Whiteman: Starboard is a very well-known activist fund. We started getting hints back in November that they were going to get involved, and they have now nominated eight directors to the board for the 12 places and they are seeking to oust CEO Jim Collins due to what they call mediocre performance. We should note that, since this company went off on its own, June 2019, the stock is up 32%. That's basically in line with the S&P 500 and it's a lot better than either the other two, its sibling companies that came out of Dow-DuPont. DuPont is up about maybe 19% and Dow less than that, about 10%. It's not that the company has underperformed, but there is, as you say, the margins aren't what they want. Collins, the CEO, in response to Starboard said, "Probably the only question in the whole discussion is our view of the timing of the improvement." They were first to say, there's an improvement. It's going to be interesting, as far as an investor, looking at the stock to see who's in-charge in the next few months and whether or not there is an overhaul in the strategy which could be good, could be not so good.

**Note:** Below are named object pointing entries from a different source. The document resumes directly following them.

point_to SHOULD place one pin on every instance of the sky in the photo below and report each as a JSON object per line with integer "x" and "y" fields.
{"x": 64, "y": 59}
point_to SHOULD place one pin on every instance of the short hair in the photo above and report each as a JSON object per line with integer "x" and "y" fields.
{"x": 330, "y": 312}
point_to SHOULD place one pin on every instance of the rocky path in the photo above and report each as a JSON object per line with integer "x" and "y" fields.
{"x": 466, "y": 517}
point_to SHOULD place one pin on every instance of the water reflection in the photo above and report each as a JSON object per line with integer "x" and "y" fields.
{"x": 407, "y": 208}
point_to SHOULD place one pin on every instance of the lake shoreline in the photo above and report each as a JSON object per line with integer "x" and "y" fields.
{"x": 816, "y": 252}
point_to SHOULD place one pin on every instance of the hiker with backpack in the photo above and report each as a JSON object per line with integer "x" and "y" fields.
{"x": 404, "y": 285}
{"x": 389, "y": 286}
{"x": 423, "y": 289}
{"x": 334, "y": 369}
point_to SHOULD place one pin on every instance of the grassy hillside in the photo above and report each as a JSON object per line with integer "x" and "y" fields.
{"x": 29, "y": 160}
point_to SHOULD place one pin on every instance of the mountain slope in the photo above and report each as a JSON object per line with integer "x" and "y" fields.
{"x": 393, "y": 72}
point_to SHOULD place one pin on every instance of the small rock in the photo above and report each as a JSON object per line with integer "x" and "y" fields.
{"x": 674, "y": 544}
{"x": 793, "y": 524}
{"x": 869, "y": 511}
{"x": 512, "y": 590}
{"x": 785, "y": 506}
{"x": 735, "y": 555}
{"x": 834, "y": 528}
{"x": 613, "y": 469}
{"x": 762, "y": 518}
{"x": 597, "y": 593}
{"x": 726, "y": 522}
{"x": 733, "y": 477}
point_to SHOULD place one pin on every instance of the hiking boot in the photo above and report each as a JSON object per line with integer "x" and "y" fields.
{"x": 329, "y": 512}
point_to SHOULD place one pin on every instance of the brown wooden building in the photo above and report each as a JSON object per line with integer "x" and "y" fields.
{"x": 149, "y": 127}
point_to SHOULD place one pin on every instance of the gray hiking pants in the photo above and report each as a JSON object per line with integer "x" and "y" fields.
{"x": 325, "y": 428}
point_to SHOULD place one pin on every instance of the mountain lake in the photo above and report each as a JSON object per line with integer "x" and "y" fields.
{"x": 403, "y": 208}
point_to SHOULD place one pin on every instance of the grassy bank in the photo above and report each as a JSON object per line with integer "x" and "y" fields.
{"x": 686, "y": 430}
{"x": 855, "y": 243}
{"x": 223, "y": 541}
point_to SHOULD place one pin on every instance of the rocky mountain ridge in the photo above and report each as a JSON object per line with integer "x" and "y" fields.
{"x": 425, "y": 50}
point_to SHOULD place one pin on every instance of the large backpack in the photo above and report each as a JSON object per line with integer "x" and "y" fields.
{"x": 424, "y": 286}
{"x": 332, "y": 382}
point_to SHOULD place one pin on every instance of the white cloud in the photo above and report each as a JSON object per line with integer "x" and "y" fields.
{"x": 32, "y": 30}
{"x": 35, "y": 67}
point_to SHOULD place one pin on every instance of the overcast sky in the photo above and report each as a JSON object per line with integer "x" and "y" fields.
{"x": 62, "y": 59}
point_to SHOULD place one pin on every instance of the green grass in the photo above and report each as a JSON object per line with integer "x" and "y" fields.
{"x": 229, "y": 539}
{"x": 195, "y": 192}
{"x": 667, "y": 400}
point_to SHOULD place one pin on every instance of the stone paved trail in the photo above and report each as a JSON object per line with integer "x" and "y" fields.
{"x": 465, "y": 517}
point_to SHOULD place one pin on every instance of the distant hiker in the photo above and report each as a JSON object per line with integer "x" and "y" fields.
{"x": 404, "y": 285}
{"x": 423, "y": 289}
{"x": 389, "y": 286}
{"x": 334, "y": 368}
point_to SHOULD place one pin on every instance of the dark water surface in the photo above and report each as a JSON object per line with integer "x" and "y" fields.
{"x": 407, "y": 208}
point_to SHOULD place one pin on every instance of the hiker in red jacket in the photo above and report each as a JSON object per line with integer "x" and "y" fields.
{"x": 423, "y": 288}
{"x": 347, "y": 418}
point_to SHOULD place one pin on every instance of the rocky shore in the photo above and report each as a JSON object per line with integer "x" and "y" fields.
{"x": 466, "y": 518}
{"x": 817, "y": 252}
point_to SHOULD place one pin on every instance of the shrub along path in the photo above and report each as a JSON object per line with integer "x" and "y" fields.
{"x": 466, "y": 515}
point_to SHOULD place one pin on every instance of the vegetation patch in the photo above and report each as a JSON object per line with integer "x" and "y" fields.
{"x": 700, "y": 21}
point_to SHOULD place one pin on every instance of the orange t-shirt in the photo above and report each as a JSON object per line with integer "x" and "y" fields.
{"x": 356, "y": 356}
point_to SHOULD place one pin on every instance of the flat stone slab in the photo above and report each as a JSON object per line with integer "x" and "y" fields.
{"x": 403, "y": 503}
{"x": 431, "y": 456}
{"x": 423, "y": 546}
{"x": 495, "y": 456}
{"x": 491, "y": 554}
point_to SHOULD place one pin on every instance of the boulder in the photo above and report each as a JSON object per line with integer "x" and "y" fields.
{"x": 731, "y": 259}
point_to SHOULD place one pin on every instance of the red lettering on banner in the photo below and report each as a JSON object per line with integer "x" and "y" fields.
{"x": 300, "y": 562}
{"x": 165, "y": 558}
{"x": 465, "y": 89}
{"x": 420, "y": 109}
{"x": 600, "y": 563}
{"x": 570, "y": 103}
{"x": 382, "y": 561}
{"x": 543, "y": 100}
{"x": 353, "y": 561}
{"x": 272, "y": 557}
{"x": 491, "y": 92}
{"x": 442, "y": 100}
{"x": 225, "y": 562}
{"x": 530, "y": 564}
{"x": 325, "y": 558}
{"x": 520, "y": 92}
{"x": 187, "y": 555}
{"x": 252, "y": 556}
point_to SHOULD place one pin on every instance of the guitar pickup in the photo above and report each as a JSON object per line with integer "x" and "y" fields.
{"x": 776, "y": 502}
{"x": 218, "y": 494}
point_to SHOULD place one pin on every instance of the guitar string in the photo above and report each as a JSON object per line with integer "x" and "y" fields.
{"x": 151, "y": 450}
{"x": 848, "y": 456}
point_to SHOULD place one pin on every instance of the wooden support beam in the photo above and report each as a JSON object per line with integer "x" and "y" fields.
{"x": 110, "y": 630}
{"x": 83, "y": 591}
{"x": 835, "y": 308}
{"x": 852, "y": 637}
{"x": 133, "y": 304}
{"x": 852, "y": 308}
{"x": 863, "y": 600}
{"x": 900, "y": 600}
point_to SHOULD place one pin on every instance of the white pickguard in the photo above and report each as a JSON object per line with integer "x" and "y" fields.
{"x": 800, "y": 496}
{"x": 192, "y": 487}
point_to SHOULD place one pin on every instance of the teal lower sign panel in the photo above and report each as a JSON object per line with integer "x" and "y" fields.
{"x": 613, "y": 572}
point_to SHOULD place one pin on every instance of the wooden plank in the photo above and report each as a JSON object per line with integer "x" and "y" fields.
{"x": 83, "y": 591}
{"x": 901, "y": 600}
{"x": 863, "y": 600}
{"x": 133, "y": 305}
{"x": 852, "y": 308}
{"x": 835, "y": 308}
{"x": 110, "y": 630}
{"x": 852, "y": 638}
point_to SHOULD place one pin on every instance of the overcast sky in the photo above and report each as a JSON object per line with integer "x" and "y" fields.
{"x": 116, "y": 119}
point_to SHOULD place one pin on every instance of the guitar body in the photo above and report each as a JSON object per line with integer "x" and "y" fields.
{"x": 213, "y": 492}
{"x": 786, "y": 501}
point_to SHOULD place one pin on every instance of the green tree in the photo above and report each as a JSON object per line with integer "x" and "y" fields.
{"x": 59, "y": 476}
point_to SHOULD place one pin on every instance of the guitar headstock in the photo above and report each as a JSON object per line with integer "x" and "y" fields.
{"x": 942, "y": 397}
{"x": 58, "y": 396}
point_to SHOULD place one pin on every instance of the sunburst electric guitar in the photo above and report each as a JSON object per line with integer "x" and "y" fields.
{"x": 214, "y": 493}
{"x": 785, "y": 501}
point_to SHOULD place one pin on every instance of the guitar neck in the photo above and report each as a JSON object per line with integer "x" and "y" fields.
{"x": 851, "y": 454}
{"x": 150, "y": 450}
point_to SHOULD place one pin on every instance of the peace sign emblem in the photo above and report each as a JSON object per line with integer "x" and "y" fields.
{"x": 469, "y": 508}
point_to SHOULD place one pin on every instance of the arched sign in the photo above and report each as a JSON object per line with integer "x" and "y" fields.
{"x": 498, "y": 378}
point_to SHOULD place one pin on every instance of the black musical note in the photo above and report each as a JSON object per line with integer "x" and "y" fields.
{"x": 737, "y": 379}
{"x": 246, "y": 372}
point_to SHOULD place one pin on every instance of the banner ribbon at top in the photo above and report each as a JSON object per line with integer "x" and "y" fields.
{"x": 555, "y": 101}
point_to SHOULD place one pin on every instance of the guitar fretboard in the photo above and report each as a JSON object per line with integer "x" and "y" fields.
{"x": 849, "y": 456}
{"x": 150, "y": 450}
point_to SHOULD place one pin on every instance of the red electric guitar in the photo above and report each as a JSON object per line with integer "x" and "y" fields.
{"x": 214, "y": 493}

Sciple: It'll be interesting because the management has laid out, like we talked about earlier, a path to where you can see margin expanding over time, and given the nature of the business, once you get in with these farmers, this is your core business. You have to grow these crops. Once you're in with these folks, it's going to be very difficult to dislodge them. There's clearly an opportunity there, it's going to be interesting to see with activists coming in, whether that is something that accelerates the pace of this transition or whether this is a distraction that gets in place of their execution. We'll see. I will say that Starboard historically has been a great allocator of capital. When they identify an opportunity, there tends to be real value there.